The rain, it falls. The sun, it shines. The wind blows. And that’s what it’s like. You’re buffeted by this, by that, and it is nothing to do with you. Someone you love dies, or leaves. You get ill or you get better. You grow old and you remember, or you forget. And all the time, everywhere, there is this canopy stretching over you.
Things-as-they-are. Fate. Fate. Impersonal. Irrational. Disinterested. The rain falls. The sun shines. The wind blows. A bus mounts a pavement and kills a child. ...
I believe in no systems, no ideologies, no religion, nothing like that. I simply think – Oh, it’s very very boring, this. Very – I just think that from time to time, and at random, you are visited by what you cannot know cannot predict cannot control cannot change cannot understand and cannot cannot cannot escape – Fate. Why not? ‘S good old word.
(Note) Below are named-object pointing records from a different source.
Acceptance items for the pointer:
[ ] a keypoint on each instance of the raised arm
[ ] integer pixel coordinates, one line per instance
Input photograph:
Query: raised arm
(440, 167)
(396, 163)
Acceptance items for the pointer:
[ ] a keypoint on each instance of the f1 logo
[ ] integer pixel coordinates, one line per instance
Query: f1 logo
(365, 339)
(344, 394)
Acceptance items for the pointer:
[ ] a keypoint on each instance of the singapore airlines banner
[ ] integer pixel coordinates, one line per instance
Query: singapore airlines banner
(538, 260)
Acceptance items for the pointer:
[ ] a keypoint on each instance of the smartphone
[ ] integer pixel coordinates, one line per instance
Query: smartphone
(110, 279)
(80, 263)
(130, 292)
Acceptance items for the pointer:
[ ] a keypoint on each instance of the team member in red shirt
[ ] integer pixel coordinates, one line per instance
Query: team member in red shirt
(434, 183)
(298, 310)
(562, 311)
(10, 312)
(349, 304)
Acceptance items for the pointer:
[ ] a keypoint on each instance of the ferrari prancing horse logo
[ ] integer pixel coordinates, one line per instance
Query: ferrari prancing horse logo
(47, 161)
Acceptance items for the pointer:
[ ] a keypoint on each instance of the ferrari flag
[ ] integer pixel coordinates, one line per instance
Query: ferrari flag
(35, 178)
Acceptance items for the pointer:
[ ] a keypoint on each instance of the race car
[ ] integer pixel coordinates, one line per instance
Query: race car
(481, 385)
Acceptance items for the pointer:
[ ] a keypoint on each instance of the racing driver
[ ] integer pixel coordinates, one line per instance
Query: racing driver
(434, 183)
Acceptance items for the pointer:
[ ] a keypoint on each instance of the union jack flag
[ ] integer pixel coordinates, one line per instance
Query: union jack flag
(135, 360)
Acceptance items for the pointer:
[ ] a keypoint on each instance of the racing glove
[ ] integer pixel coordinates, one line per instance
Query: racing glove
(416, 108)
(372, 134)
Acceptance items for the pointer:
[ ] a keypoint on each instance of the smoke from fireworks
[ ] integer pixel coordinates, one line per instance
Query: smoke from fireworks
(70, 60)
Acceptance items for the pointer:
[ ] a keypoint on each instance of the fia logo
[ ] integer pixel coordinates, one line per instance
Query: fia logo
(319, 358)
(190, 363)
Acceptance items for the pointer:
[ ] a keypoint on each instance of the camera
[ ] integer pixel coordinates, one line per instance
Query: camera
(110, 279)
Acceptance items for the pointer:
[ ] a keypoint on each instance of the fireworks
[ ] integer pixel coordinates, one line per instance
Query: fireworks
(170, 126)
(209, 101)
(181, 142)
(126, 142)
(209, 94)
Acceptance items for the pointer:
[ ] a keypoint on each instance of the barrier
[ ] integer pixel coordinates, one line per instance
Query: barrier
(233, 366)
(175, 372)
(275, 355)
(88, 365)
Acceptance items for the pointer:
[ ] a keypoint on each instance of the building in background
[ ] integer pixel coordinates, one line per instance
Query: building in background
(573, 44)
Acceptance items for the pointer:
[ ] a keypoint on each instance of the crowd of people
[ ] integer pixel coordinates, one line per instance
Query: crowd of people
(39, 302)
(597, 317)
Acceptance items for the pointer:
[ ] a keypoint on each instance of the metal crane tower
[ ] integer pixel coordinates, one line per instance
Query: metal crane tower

A lovely evocation of 'what is' from one of the greatest TV writers of all time, and voiced by his best creation Philip Marlowe, played by the Great Gambon. I'm interested that the character constructs things-as-they-are as a canopy, and as fate. For me both of these are interpretations after the fact; the first a kind of suffocation, the second kind of dis-empowering, pointing as it does towards a pointlessness of action - an effect that I'm sure was intended by Potter, given Marlowe's emotional and psychological state at this point of the drama.
A great quote, thank you for posting it and reminding me of it.